By now you’ll have seen the news of Spotify signing a new multi-year licensing deal with Universal Music Group. You may even have seen the mini-controversy around the description of UMG as “music’s most innovative company” in Spotify’s press release, which is putting backs up within rival labels.
As Spotify execs have said before, some of the dealmaking has focused on its plans to develop its ‘two-sided marketplace’ and marketing tools for labels and artist teams: the announcement mentioned “collaboration on new, state-of-the-art marketing campaigns across Spotify’s platform”, and also said that UMG will “deepen its leading role as an early adopter of future products and provide valuable feedback to Spotify’s development team”.
Those rivals, bristling as they are, will be keen to ensure they get equal dibs on trying those future products.
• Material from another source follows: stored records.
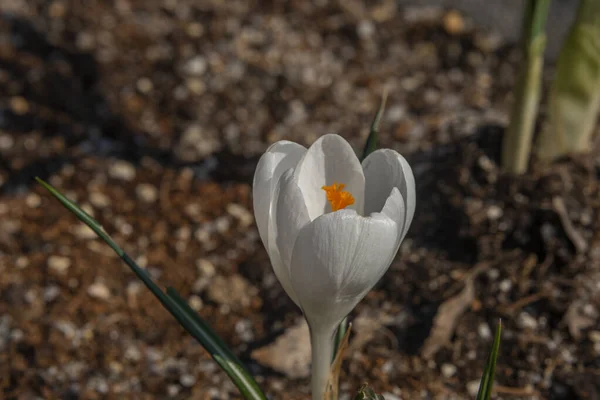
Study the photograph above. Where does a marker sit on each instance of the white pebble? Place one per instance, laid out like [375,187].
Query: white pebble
[122,170]
[59,264]
[99,290]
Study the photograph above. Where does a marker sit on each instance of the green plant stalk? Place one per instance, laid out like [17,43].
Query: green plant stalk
[487,379]
[176,305]
[516,148]
[370,146]
[575,92]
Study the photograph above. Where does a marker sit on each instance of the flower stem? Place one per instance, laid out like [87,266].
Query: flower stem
[321,342]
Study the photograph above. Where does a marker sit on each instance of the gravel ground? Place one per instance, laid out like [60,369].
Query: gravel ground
[152,115]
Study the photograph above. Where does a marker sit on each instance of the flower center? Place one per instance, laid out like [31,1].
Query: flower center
[338,197]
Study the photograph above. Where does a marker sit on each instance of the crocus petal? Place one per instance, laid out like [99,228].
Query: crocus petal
[329,160]
[291,215]
[279,157]
[337,259]
[385,169]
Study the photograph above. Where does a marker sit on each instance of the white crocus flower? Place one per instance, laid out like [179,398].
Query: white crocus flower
[331,227]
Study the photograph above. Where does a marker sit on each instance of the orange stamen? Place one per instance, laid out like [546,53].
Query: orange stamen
[338,197]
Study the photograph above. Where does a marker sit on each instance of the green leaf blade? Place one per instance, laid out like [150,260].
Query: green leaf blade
[176,306]
[487,379]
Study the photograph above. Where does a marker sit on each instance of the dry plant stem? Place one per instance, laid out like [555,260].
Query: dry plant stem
[517,140]
[575,91]
[322,343]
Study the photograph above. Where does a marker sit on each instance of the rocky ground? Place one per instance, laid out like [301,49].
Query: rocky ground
[152,115]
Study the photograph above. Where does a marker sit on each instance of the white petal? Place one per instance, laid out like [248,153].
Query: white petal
[384,170]
[337,259]
[291,215]
[395,209]
[279,157]
[329,160]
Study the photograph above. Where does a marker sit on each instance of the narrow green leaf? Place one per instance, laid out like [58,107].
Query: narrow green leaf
[82,215]
[574,97]
[487,379]
[516,146]
[239,376]
[205,334]
[366,393]
[177,306]
[371,144]
[339,336]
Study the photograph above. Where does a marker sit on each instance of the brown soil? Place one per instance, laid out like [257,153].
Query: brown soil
[153,114]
Reminder: our recent Music Ally TV Show explored some of Spotify’s new tools and direction on that front.
Unsurprisingly, the announcement did not spill the beans on whether UMG’s new deal ring-fences the label group’s royalties in the face of Spotify’s expansion into podcasts – thought to be another thorny topic in the latest round of renewals.
As for Wall Street’s view of the news: Spotify ended yesterday with a market cap (value) of $53.86bn, up from $51.39bn the day before. That’s just under $2.5bn of extra value, almost exactly the same amount it added on 19 May when announcing its $100m+ deal with podcaster Joe Rogan.